SWIMMING SKILLS: Essential swimming skills include being able to enter the water and resurface, controlling breathing, floating, turning, and moving to safety in the water and exiting. However, the water environment, the activity, and even what the person is wearing can alter their ability to perform these skills. Basic swimming skills may be adequate to swim a short time and distance in the deep end of a swimming pool, but greater skill and comfort in the water are needed when swimming in a lake, river, or ocean; in cold or rough water; and in waves or current. The table below provides swimmers and parents with some reasonable guidelines to assess basic water competency and skills to look for when evaluating a swim lesson and water safety program. These swim skills should be seen as a foundation for gaining more experience and comfort in the water.
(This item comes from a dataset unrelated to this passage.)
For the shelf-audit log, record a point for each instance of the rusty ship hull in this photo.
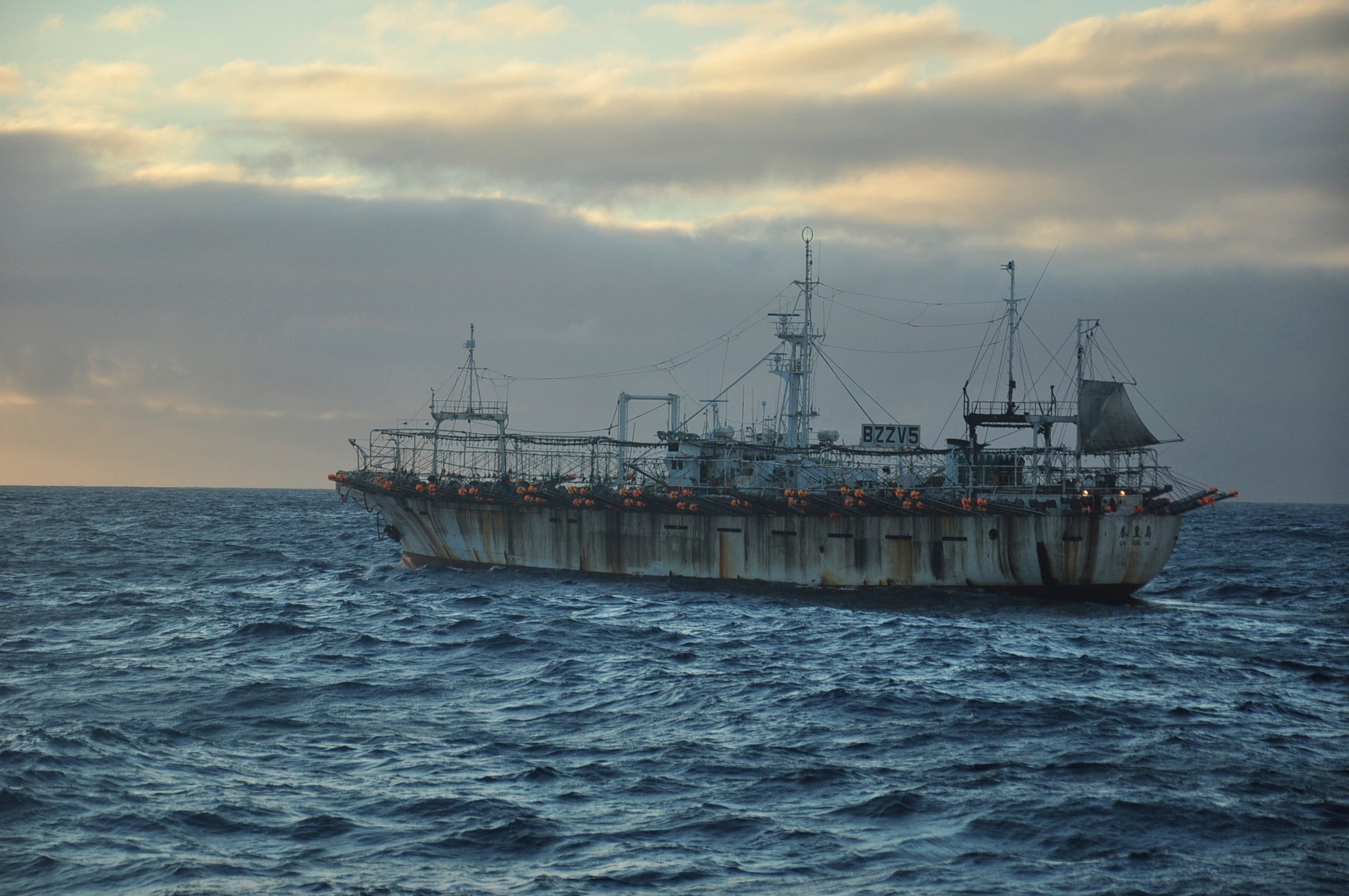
(1092, 557)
The American Red Cross recommendations for water competency provide a starting point for assessing minimum swim skills for common pool environments. Those are included in the middle column of the table below, including the minimum proficiency to control breathing, float or tread water, turn in the water, and swim 25 yards using any type of stroke. Anyone lacking such basic skill levels should be closely supervised, stay in shallow water, or wear a life jacket, and seek instruction. A person just able to meet the American Red Cross criteria for water competency is still a novice, not a good swimmer and may not yet be ready for instruction or participation in various activities in different water environments beyond pools such as snorkeling, wakeboarding, surfing, or assisting with in-water rescues. Advanced skills are generally best acquired through specialized courses and may not be included in generic learn-to-swim progressions.
HELPING OTHERS: Everyone should always swim with general supervision such as lifeguards and water watchers. Children without basic swimming skills should be directly supervised by a water watcher who is within arm’s reach. Knowledgeable, attentive, supervision of all swimmers is important for drowning prevention and response, particularly for toddlers, children, and teens, even when lifeguards are on duty. Supervision may be provided by designated water watchers such as parents and youth leaders who are alert, not distracted (reading, using a smart device or phone), not using alcohol or drugs, and focused on those near or in the water.
Ideally, water watchers themselves should be fully water competent, knowing safe, simple rescue techniques.